Personal information
- Born: 27 May 1946
- Died: 2 February 2011 (aged 64)
- Original team: University Blues
- Height: 178 cm (5 ft 10 in)
- Weight: 79 kg (174 lb)

Playing career^{1}
- Years: Club / Games (Goals)
- 1967–1974: Geelong / 135 (3)
- ^{1} Playing statistics correct to the end of 1974.

= Geoff Ainsworth =

Australian rules footballer

Geoffrey William Ainsworth (27 May 1946 – 2 February 2011) was an Australian rules footballer who played with Geelong in the Victorian Football League (VFL) during the late 1960s and early 1970s.

==History==
The son of a local lawyer, William Charles Ainsworth, Geoff matriculated to the University of Melbourne in 1965, where he was resident at Trinity College. He represented the college in tennis, athletics, cricket and football, and also played football with the University Blues, where he was noticed by the senior teams.

Ainsworth played in jersey no. 25 with Geelong, who used him as a defender in the back pocket over the course of his eight-season career.
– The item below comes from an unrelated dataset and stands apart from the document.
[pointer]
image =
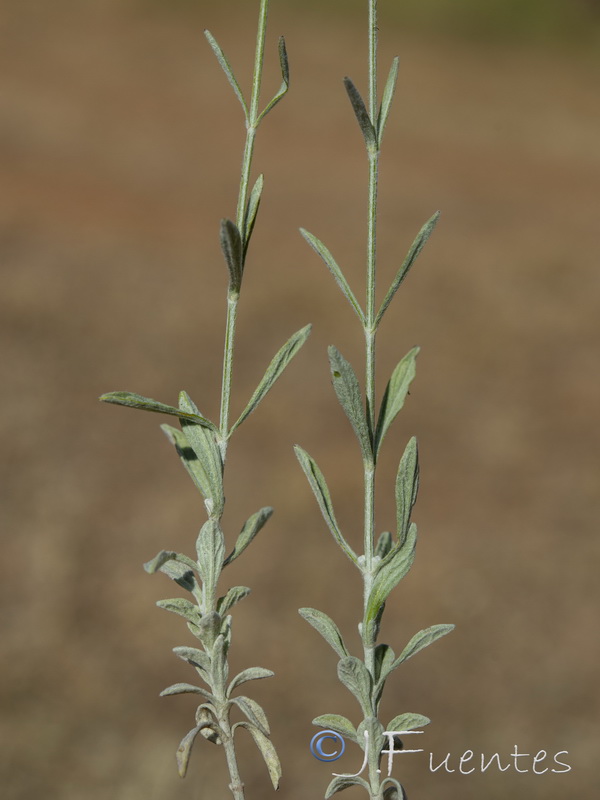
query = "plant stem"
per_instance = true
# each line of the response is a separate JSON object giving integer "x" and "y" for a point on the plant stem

He was a member of Geelong's losing 1967 VFL Grand Final side in his first year at the club. After missing all but one game of the 1971 season because he was travelling in Europe, Ainsworth went on to become club captain in 1973. He lost the captaincy the following season and retired at the end of the year, aged only 28, in order to concentrate on his legal career.

During his career Ainsworth polled a total of five Brownlow Medal votes. In 1976, he was made a life member of the Geelong Football Club. Ainsworth died on 2 February 2011.